The Contemporary Arts Museum Houston is the final touring venue for Barkley L. Hendricks: Birth of the Cool after stops at the Studio Museum in Harlem, NY; Santa Monica Museum of Art, CA; and Pennsylvania Academy of the Fine Arts in Philadelphia.
About the Artist
Barkley L. Hendricks was born in Philadelphia in 1945. He studied at the Pennsylvania Academy of the Fine Arts, Philadelphia, and earned his bachelorʼs and masterʼs degrees in fine arts from Yale University, New Haven, CT. He is a professor of art at Connecticut College in New London, where he has been teaching since 1972.

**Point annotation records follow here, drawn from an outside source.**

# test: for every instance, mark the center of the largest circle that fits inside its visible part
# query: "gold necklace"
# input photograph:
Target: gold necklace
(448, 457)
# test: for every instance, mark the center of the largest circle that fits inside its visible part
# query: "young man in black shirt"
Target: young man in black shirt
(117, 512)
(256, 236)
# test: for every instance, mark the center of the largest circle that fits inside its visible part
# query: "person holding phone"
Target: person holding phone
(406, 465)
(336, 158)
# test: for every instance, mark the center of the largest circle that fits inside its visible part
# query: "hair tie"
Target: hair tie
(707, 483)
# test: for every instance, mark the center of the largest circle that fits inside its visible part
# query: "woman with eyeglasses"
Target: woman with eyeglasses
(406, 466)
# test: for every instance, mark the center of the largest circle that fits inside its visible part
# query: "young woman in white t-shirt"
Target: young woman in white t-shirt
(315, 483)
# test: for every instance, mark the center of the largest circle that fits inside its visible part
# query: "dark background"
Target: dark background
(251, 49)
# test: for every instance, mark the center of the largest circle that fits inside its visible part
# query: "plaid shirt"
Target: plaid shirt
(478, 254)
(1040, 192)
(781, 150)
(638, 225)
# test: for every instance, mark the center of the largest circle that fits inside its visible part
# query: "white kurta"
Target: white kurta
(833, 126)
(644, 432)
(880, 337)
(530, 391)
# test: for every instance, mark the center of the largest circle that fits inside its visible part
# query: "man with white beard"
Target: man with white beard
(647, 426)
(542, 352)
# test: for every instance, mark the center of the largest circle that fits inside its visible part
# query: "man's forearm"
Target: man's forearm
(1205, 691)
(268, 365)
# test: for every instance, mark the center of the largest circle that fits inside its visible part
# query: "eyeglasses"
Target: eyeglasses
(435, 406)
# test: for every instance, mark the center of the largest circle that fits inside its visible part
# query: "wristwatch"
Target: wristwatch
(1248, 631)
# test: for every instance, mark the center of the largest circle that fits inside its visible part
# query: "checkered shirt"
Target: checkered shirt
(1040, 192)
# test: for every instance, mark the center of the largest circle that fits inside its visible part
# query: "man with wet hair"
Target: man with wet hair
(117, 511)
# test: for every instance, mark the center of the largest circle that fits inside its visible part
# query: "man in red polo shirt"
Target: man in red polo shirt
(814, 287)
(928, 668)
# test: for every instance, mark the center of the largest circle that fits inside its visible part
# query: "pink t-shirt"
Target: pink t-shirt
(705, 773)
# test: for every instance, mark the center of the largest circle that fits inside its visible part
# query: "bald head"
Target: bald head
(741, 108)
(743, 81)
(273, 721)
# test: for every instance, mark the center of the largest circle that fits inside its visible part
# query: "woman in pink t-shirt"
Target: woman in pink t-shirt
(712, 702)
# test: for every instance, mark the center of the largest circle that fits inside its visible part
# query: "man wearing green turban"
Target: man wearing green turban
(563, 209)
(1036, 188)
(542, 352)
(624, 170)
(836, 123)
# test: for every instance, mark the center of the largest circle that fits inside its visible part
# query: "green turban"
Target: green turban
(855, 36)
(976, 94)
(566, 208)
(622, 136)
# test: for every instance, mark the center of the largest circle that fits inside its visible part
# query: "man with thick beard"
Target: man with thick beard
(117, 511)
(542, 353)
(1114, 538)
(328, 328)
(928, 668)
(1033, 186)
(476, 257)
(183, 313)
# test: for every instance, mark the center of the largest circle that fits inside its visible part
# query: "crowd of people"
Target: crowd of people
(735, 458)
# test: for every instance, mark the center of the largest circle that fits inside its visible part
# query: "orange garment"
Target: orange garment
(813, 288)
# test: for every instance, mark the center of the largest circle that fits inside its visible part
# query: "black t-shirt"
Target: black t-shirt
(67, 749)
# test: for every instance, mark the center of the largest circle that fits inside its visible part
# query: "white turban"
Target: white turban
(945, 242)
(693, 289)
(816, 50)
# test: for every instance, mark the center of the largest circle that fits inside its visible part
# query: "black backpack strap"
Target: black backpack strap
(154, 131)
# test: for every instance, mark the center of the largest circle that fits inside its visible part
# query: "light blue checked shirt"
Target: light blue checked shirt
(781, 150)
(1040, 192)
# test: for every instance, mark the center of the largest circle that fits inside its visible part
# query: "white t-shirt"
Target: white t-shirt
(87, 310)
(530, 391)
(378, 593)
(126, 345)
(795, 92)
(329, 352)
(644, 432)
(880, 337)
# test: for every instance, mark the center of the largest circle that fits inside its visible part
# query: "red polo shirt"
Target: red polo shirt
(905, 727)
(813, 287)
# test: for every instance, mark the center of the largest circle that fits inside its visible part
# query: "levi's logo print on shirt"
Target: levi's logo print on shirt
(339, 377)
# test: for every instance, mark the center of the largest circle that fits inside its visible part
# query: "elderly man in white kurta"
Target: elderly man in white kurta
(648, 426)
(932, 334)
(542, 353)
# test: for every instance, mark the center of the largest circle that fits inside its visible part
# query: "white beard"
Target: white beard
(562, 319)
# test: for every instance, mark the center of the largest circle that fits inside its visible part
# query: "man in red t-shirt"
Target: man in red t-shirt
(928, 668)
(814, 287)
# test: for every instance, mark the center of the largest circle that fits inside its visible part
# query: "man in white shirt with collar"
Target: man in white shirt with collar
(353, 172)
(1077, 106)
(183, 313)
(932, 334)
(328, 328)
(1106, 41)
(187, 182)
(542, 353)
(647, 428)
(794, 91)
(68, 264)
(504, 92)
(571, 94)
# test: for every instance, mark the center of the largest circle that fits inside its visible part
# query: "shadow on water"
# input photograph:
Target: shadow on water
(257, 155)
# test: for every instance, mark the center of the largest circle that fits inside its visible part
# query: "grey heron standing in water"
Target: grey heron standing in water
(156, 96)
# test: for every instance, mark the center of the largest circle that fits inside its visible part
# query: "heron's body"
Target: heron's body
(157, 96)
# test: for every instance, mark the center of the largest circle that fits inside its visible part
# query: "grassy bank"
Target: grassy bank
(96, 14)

Hendricks made his mainstream museum debut at the Whitney Museum of American Art, NY, in the 1971 show Contemporary Black Artists in America. In 1980, the Studio Museum in Harlem, NY, organized his first major solo show. In 1994, his work was part of the Whitneyʼs Black Male: Representations of Masculinity in Contemporary American Art. A large solo show, The Barkley L. Hendricks Experience, 2001, was organized by the Lyman Allyn Art Museum, New London, CT. And in 2005, Hendricksʼs work was included in Back to Black—Art, Cinema and the Racial Imaginary at Whitechapel Art Gallery, London.
His work is represented in numerous public collections, including the National Gallery of Art, Washington, D.C.; Philadelphia Museum of Art, PA; Pennsylvania Academy of the Fine Arts, Philadelphia; Columbus Museum of Art, OH; Chrysler Museum, Norfolk, VA; Studio Museum in Harlem, NY; Yale University Art Gallery, New Haven, CT; and Nasher Museum of Art at Duke University, Durham, NC.